Silage doesn’t have a very long shelf life once it’s been exposed to air. It’s important to feed silage fast enough so the remaining feed in storage doesn’t mold or heat.
“Heating silage results in a loss of energy, so if you can avoid heating, it saves more of the energy in the silage for your cattle,” said Dan Undersander, professor at the University of Wisconsin. “Very simplistically, the choice is either break down the sugars and acids in the rumen or have the molds break them down and give off heat and carbon dioxide.”

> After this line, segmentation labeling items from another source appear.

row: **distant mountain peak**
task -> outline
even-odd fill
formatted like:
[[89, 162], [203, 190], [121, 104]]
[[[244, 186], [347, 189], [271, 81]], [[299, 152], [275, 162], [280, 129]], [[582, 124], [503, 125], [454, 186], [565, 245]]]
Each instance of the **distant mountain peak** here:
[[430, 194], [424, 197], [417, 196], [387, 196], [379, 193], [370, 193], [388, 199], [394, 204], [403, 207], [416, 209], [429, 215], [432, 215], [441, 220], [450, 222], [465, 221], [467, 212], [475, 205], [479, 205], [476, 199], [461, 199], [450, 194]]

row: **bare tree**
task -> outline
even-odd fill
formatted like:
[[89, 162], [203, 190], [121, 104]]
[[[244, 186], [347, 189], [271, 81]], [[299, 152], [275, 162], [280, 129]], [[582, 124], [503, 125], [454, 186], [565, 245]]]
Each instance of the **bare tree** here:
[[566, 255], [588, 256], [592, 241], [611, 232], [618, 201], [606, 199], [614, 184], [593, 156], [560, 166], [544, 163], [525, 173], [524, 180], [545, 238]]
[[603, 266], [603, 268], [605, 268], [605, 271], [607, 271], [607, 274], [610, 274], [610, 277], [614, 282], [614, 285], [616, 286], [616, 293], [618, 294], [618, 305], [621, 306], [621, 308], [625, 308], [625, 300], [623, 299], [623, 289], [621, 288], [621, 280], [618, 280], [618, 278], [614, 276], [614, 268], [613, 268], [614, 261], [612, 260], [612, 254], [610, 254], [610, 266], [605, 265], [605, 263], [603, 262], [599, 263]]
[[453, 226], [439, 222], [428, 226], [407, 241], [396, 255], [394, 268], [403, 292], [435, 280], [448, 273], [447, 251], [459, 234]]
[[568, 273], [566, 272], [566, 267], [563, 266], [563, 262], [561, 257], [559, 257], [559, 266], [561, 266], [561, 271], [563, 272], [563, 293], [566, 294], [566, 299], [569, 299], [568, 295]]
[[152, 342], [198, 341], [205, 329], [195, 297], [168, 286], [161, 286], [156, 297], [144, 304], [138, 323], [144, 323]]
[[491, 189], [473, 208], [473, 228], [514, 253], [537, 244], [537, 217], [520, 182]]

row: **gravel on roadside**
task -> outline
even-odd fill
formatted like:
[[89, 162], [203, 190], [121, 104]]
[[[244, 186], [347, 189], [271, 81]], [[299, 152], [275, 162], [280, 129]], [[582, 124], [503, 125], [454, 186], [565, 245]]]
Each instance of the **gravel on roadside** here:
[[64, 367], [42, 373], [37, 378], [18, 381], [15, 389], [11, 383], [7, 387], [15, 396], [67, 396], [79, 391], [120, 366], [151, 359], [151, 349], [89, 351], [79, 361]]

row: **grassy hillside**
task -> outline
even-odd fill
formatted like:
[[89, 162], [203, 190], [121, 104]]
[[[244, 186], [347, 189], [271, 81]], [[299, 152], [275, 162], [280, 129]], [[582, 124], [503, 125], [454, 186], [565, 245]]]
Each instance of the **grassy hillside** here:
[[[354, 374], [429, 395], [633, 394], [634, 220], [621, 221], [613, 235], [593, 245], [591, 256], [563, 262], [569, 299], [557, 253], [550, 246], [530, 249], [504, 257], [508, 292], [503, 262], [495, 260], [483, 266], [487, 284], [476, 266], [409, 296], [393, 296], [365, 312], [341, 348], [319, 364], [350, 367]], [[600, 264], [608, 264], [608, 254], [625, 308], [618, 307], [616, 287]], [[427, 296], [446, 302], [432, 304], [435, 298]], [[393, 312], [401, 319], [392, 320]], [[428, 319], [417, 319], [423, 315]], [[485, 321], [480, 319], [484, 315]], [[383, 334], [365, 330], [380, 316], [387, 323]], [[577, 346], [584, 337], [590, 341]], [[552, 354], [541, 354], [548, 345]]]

Packing density in the bunker or a tube is important because the denser silage is packed, the slower the air moves in from the face of the bunker. Regardless of whether it’s alfalfa, grass or corn, packing density should be 45 lb. per cubic foot, he said. Packing at that density still provides 40% pore space which is acceptable. Air will move into the silage at about 30 in. from the face per day.
“Our recommendation is in warm weather to remove 12 in. per day from the face of a bunker or pile, and in cold or freezing weather we can remove slightly less,” Undersander said. “Pay attention to see if the face is heating up. If it is, consider if you’ve packed it sufficiently and make adjustments for next year, if necessary.”
The same principle applies to the silage stored in a tube. However, it’s not possible to pack quite as densely, so Undersander’s recommendation again is to move at least 12 in. per day from the face of the tube, but more is better.
If wrapped bales are in the tube, his recommendation is to remove at least two bales per day from the wrapped tube. It’s a greater length, but because the bales are wrapped individually, the air can move in alongside the bales more easily.
“It’s very important to consider the size of your bunkers or piles, so you can feed enough per day. Many people make bunkers too big, and they aren’t able to feed enough off the face,” Undersander said. “The result is exposure to air and then mold and heating, which causes lost energy and, ultimately, lost production.”
There are several decision points for farmers to consider regarding bunker size for their silage. First is when the bunker is made. Or if a bunker is grossly oversized, it may be split in half with a wall down the middle.
“The other time that we run into problems is if we planned on feeding out of two bunkers, but we end up feeding out of three,” he said. “So with three bunkers open, you can’t take enough off the face anymore. Make sure you plan on at least 1 ft. or more of silage off the face, whatever your scenario.”
Another consideration for farmers is to consider adding a buchneri silage additive when you ensile forage. It produces more acidic acid, which slows down the mold growth and helps avoid heating on feed out if that is a problem.